The growing tendency to state results in terms of frequentist 95 per cent CIs does at least summarise results in a form that can easily be combined with prior knowledge using the techniques given above, as I now show.
Example: In their analysis of the GREAT study, Pocock and Spiegelhalter captured the implications of previous studies via a "prior" relative risk (RR) of death of 0.825, with a 95 per cent CI of (0.6, 1.0). To apply the above formulas, a logarithmic transformation has to be applied to the central estimate and range, and the RRs should be transformed into a so-called Odds Ratio (OR), but in this particular case the difference between OR and RR can be ignored to a first approximation. Thus we take the prior distribution to be Normal, with a peak at ln(RRo), with its standard deviation SDo being calculated from A3 using the natural logarithms of the upper and lower ranges of the CI, ln(Uo) and ln(Lo). This leads to a prior distribution that peaks at Mo = - 0.19, with a standard deviation of 0.13.
To calculate Md and SDd, we note that the GREAT study found a mean RR of 0.515, with a (frequentist) 95 per cent CI of (0.23, 0.97). We can convert this into the mean and standard deviation required by A4 and A5 by taking natural logarithms and using A2: this gives Md = - 0.664, and SDd = 0.367. Using A4 and A5 we can now work out the posterior probability distribution; we find Mp = - 0.245 and SDp = 0.123.

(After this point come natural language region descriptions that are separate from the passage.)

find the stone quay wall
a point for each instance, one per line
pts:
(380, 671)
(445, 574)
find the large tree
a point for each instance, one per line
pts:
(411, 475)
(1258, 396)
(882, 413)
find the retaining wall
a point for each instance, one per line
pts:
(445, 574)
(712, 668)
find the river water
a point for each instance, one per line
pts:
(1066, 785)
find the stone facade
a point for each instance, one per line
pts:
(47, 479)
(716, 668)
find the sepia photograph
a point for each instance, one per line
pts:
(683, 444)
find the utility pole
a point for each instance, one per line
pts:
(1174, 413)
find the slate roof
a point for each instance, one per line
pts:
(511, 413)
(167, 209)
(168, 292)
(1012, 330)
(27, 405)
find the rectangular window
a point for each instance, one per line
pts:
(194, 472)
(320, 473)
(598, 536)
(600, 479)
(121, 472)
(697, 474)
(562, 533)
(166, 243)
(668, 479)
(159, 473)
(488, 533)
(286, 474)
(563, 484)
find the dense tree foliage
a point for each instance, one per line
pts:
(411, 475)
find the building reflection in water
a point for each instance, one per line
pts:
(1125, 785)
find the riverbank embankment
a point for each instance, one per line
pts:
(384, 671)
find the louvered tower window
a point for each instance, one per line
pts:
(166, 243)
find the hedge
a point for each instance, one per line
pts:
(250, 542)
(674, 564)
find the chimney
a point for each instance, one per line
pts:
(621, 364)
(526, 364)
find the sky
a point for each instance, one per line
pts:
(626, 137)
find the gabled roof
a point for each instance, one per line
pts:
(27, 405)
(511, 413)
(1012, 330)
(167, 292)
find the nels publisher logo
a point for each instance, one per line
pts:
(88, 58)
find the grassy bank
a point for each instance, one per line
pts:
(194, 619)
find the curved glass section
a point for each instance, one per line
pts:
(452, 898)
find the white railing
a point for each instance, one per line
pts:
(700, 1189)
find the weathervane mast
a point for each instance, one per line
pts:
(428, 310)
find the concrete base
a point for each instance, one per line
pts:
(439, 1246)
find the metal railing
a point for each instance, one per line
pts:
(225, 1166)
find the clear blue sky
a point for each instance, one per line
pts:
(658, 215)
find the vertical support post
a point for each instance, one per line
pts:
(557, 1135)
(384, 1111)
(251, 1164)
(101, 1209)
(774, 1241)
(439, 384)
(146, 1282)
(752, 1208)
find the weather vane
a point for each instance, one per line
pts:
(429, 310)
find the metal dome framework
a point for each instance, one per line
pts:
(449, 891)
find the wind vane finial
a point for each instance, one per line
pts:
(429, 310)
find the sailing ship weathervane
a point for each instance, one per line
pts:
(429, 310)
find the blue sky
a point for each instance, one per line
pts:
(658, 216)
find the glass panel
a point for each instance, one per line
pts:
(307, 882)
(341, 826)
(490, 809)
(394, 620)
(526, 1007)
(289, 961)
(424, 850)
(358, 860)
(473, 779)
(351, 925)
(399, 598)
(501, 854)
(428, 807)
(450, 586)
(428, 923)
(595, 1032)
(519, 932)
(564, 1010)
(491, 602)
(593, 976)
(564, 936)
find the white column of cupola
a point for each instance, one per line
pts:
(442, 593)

Using A1 and A2 and then transforming back out of natural logarithms, we finally arrive at a posterior RR figure of 0.78 with a Bayesian 95 per cent CI of (0.6, 1.0). This central risk figure is substantially less impressive than the value that emerges from the raw data; this reflects the impact of the inclusion of a prior reflecting the implausibility of gaining so large a risk reduction. Furthermore, the Bayesian 95 per cent CI encompasses an RR of 1.0, which implies that the possibility that there is no benefit is not entirely ruled out by this (small) study. As discussed in the main article, the results of Pocock and Spiegelhalter’s Bayesian analysis ultimately proved more realistic than those suggested by the raw GREAT data alone.